Multimodal Deep Learning Breaks Through T Cell Functional State Prediction: A New Method Integrating Gene Expression and TCR Sequences

Accurate identification of T cell functional states is crucial in tumor immunotherapy and autoimmune disease research. Recently, the open-source multimodal-tcell-classifier project proposed an innovative multimodal deep learning architecture. By integrating gene expression profiles, TCR sequence embeddings, and V/J gene usage information via a bidirectional cross-attention mechanism, it achieves high-precision classification of seven T cell functional states, providing a practical tool for single-cell multi-omics analysis.

T cells are core executors of the adaptive immune system, and their functional states determine the effectiveness of immune responses. However, the same TCR sequence may correspond to different functional states such as effector, memory, or exhausted, so function cannot be determined by TCR alone. Traditional unimodal methods have obvious limitations: classification accuracy is only 33.7% using TCR sequences alone, and 69.9% using gene expression alone. There is a need to fuse multi-source data to capture the complete biological picture.

The model uses a bidirectional cross-attention fusion mechanism. Inputs include 3000 highly variable gene expression profiles, TCR-BERT embeddings (CDR3α/β), and one-hot encoding of V/J genes. Gene expression is dimensionality-reduced via two encoder layers, and TCR embeddings are extracted using pre-trained TCR-BERT. The bidirectional cross-attention layer achieves deep modal fusion. Training uses an ensemble of 8 models (soft voting), with data from 4 public datasets (136,000 cells). Techniques such as AdamW optimization, cosine annealing learning rate, and label smoothing are applied. The final ensemble model achieves an internal test accuracy of 89.6% and a macro F1 score of 0.88.

The model classifies T cells into 7 states: Treg (markers like FOXP3, F1=0.94), effector T (markers like GZMB, F1=0.91), proliferative phase (markers like MKI67, F1=0.90), memory T (markers like IL7R, F1=0.89), naive T (markers like CCR7, F1=0.86), exhausted T (markers like PDCD1, F1=0.83), and Th_effector (F1=0.75). In external validation: accuracy is 86.4% on non-small cell lung cancer datasets, 67.2% on glioblastoma (poor exhausted T classification), and 62.6% on skin cancer (blurred boundary between naive and memory T).
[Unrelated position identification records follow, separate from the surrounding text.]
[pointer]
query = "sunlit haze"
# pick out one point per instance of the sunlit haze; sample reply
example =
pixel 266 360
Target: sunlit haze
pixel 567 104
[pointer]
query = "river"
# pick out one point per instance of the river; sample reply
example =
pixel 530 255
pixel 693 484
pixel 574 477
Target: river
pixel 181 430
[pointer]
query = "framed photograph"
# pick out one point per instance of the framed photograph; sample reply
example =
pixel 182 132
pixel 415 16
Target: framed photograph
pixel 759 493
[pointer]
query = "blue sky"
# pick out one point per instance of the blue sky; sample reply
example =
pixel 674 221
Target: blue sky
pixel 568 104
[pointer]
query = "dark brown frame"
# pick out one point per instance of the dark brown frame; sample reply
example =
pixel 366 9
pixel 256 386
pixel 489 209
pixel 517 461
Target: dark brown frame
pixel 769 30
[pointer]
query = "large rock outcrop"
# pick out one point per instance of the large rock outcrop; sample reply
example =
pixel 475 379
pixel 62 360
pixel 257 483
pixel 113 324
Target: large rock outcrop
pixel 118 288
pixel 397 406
Ablation experiments show: accuracy is 33.7% with TCR alone, 69.9% with gene expression alone, 79.3% when adding TCR embeddings, 88.1% when adding V/J and complete gene expression, 0.7% improvement from cross-attention, and an additional 0.8% from ensemble. Compared with XGBoost: XGBoost is slightly better in internal tests (90.6%), but the neural network generalizes better in external cohorts (leading by 8.2% in non-small cell lung cancer). The tool ecosystem includes pip installation, the predict_report.py script, automatic weight downloading, outputs like predictions.csv, annotated.h5ad, and interactive reports, and supports Python API integration.

Model limitations: The 7-category framework mixes lineage, function, and cell cycle dimensions; cross-tissue generalization is unstable (e.g., poor exhausted T classification in glioblastoma); false positive proliferative phase predictions. Future directions: Develop tissue-specific models, hierarchical classification strategies, and improve normalization and domain adaptation techniques.